April 13, 2015
By Paul Muhlrad
Barely six months into his new job, Joel Kralj is already making his mark. Kralj, an assistant professor in CU-Boulder’s Department of Molecular, Cellular and Developmental Biology and member of the BioFrontiers Institute, is one of 15 newly named Searle Scholars, selected among nominees from 153 of the top research institutions in the U.S. The prestigious designation, given to “exceptional young faculty in the biomedical sciences and chemistry“ comes with a 3-year $300,000 research grant. Kralj will use his grant to investigate the new field of biology that he discovered: bacterial electrophysiology.
Kralj arrived in Boulder last September from Harvard University, where, as a postdoctoral fellow, he engineered proteins that can serve as cellular voltage meters by making living cells fluoresce when they undergo a change in voltage. He dubbed the high-tech voltage sensors VIPs, for Voltage Indicator Proteins. Before Kralj invented VIPs, scientists had to poke tiny glass electrodes into cells to record their electrical activities. That technique, called patch clamp, earned a Nobel Prize for the two scientists who developed it. While powerful, patch clamp is a technically challenging and invasive procedure, and can only be performed on large cells, one cell at a time. Kralj, who completed his undergraduate and master’s degrees in engineering physics, developed optics, engineered proteins, and image processing technologies so that he can not only measure the voltage changes in thousands of cells at a time without the size constraints imposed by patch clamp.
The Benefits of Beer
The idea for voltage-sensing proteins came at a happy hour when Kralj was a graduate student at Boston University. He had been collaborating with a student in the lab of Harvard professor Adam Cohen on a project involving a class of colored proteins called rhodopsins. In animals, rhodopsin is the main light-sensing pigment in the retina. Certain photosynthetic bacteria and algae use different forms of the protein to capture sunlight and convert it into chemical energy. The rhodopsin protein is embedded in the membrane surrounding the cell. When light shines on the cell, the protein changes shape and pumps positively charged hydrogen ions, or protons, through the plasma membrane into the cell, creating a charge gradient, or voltage, between the inside and outside of the cell. Over happy hour beers, Cohen posed a question: “Do you think rhodopsins could be used to sense voltage instead of creating voltage?“
Scientists had previously tried to adapt other proteins as fluorescent voltage indicators, with only marginal success. Their sensor proteins weren’t sensitive enough to detect small voltage changes, or they didn’t work in neurons, the cells where people were most eager to see electrical impulses. One journal review article called the problem “the Holy Grail of neuronal circuit imaging.“ Kralj was intrigued by the challenge. “I thought about it for a little while and I came up with a scheme that made sense,“ he recalls. The first trick would be to make a mutation to jam the proton-pumping part of the protein so that it couldn’t generate voltage in the cell. The second task would be to tweak another part of the protein so that small changes in voltage would trigger the conformational change, leading to a color shift, which would be visible under the microscope. Soon after their conversation, Kralj graduated and joined Cohen’s lab as a post-doc to put his ideas to the test.
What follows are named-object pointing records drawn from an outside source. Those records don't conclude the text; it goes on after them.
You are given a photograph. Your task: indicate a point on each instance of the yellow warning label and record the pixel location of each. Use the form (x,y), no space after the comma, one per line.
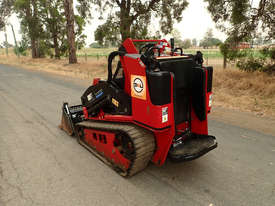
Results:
(115,102)
(138,87)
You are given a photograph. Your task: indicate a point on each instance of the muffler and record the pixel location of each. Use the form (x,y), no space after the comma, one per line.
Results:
(70,116)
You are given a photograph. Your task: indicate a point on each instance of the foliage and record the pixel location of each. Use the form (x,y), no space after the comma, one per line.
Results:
(131,18)
(186,44)
(23,46)
(209,40)
(242,19)
(194,42)
(6,7)
(95,45)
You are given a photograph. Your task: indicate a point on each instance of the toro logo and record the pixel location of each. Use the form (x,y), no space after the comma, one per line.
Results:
(138,87)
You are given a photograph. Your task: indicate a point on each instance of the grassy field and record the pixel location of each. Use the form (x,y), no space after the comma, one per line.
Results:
(254,92)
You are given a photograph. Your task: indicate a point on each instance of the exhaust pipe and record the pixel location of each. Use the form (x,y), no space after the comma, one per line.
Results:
(70,116)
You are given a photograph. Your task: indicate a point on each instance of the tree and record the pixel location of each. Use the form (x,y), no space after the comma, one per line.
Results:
(69,13)
(27,11)
(194,42)
(5,11)
(242,19)
(209,40)
(186,43)
(127,14)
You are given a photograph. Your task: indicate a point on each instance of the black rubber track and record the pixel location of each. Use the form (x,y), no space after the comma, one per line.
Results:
(143,141)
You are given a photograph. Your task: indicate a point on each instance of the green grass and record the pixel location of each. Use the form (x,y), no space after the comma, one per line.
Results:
(104,52)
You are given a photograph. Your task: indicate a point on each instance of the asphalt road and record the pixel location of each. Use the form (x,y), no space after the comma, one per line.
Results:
(41,165)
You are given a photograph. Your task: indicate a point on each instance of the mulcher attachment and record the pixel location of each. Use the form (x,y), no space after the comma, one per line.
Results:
(70,116)
(193,147)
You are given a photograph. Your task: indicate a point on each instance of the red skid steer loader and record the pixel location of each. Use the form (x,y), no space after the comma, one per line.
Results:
(154,105)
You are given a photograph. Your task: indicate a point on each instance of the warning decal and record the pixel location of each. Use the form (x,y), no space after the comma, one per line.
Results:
(164,114)
(138,87)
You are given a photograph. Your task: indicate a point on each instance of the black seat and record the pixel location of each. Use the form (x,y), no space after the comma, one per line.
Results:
(183,74)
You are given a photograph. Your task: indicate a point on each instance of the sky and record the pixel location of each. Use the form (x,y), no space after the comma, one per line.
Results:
(195,22)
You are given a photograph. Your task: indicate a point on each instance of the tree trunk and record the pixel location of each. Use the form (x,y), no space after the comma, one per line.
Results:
(125,22)
(125,31)
(224,61)
(34,48)
(31,28)
(69,13)
(6,42)
(56,47)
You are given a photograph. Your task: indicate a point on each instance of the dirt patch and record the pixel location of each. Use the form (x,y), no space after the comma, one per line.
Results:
(253,92)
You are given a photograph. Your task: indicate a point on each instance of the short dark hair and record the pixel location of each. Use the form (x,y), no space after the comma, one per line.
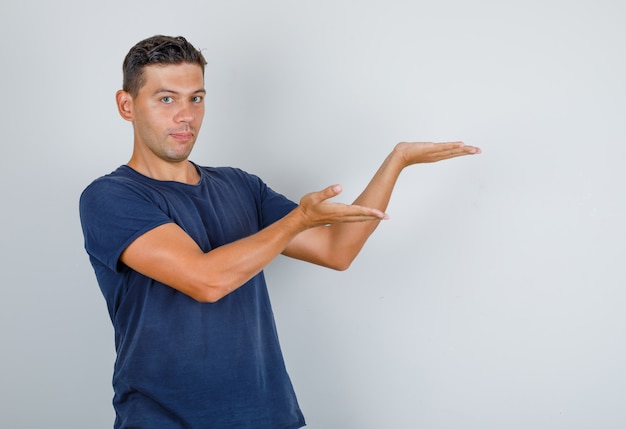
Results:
(159,50)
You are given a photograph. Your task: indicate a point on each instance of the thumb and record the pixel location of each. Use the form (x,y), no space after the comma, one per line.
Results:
(332,191)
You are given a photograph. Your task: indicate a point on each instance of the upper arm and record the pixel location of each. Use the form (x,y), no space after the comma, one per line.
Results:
(168,255)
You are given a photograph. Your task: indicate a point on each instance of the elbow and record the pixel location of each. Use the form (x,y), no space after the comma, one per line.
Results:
(340,264)
(210,292)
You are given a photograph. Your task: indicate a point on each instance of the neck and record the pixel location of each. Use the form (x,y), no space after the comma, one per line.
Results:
(181,171)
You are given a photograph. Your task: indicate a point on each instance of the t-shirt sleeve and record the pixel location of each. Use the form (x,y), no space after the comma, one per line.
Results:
(272,205)
(113,215)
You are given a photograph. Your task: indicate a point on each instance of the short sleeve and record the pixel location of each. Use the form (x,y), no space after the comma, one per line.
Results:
(113,214)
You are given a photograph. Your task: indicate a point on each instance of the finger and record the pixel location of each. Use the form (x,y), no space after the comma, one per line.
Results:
(331,191)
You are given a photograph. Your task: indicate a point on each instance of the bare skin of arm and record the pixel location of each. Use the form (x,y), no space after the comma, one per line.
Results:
(337,245)
(317,231)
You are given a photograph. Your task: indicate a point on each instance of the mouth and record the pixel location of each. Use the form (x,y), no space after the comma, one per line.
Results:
(182,137)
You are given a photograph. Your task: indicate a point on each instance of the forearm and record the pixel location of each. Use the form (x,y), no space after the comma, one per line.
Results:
(226,268)
(348,239)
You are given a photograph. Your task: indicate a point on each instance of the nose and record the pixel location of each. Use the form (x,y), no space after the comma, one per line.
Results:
(185,113)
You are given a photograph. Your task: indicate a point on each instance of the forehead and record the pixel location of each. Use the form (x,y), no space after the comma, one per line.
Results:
(177,77)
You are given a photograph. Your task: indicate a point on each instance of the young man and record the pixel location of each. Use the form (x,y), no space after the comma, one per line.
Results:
(179,249)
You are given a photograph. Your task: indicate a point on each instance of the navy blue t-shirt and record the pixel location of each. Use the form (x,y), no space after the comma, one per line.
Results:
(181,363)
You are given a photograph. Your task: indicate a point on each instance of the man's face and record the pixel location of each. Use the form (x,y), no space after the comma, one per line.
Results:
(168,110)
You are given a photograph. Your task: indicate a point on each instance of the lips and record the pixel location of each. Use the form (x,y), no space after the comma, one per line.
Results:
(182,136)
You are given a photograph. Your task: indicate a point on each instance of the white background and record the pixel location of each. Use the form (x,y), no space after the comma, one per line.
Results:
(494,296)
Kralj and Cohen started their experiments with a protein called proteorhodopsin because it had the many desirable optical properties to form the backbone of a voltage sensor. “We knew that it would change colors in response to pH at a physiological pH. That was the most important thing in terms of what we thought would work as a voltage-sensing scheme.“ Proteorhodopsin was also easy to express in E. coli bacteria, which multiply rapidly. “We could turn around experiments very fast. We could make mutations, and then see how they looked very very quickly,“ Kralj explained.
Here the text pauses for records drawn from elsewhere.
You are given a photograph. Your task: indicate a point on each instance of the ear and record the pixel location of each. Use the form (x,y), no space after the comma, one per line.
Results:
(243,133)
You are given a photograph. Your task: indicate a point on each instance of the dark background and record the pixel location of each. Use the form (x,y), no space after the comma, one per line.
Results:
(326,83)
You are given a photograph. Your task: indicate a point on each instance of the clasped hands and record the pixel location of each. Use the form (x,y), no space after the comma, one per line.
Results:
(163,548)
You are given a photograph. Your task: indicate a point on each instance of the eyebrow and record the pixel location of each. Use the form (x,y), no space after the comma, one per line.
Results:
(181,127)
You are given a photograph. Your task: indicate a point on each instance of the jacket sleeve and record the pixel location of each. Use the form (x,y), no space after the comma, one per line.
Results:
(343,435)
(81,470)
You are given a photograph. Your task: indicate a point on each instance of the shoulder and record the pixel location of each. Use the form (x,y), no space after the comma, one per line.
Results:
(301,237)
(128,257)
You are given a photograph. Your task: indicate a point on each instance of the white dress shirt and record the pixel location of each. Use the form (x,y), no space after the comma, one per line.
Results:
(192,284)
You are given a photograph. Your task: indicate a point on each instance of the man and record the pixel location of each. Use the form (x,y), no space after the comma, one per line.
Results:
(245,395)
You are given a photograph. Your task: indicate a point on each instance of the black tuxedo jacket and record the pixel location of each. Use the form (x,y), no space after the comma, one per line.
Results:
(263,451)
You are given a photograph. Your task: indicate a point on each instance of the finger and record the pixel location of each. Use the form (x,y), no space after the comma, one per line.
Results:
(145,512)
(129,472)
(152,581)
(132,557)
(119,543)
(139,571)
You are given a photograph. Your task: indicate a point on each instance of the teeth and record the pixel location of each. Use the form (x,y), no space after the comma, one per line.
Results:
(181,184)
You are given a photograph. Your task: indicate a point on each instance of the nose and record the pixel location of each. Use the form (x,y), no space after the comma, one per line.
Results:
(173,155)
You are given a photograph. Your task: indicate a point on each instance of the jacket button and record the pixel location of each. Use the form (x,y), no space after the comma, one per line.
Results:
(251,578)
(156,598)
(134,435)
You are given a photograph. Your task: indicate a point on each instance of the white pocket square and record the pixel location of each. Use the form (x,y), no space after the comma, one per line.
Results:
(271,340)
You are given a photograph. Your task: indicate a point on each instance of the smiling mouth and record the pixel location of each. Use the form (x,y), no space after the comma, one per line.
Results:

Almost immediately, Kralj and Cohen hit pay dirt. Microbiologists had known for years that bacteria maintain a constant negative voltage across their cell membranes. It’s easy to neutralize, or depolarize, this voltage by exposing bacteria to a chemical called sodium azide. When Kralj added sodium azide to a population of E. coli containing his custom-tailored proteorhodopsin, he saw the optical change that he expected. “So I had strong evidence that I was seeing a change in voltage.“
But then, Kralj explains, something unexpected happened. “I had been running all of my experiments in PBS (phosphate-buffered saline-a dilute salt solution), and Adam just suggested adding glucose to see what happens. So, that way the bacteria had an energy source. And as soon as I did that, they all started blinking!“
While it was well known that bacteria maintain a constant voltage, nobody had ever observed them changing their voltage. Kralj and Cohen were astounded, and at first didn’t believe their own eyes. “We thought we were seeing some sort of artifact.“ They repeated the experiment many times, and every time, the bacteria started blinking. “We talked to a lot of E. coli experts at Harvard and asked if they’d seen anything like this. They said that this was completely unknown. After we talked to them, we had this hunch that we might have actually done it. We might have actually found a voltage sensor and discovered an entirely new phenomenon. So, for the next six months we just did experiments to confirm that we actually had both of these things in our hands.“
The team next tried to express the proteorhodopsin voltage sensor (which Kralj called PROPS, for “PRoteorhodopsin Optical Proton Sensor“) into mammalian cells. The cells made the protein, but instead of getting inserted into the plasma membrane, where it needed to be, all of the protein ended up in another part of the cell-the endoplasmic reticulum. All kinds of tricks to coax the protein to go to the plasma membrane failed. Then, another lab published a paper on a closely related protein, called archaerhodopsin, which localized to the plasma membrane in mammalian cells. So Kralj engineered into archaerhodopsin all the mutations that had successfully converted proteorhodopsin into a voltage sensor. He expressed the new protein in mammalian cells, and it worked perfectly. The mammalian sensor also gave Kralj and Cohen definitive proof that their engineered proteins were really doing what they thought they were doing. “It was very easy to tell if we had a voltage sensor because we could just patch clamp onto cells and change the voltage,“ Kralj explains. It was like switching a light bulb on and off.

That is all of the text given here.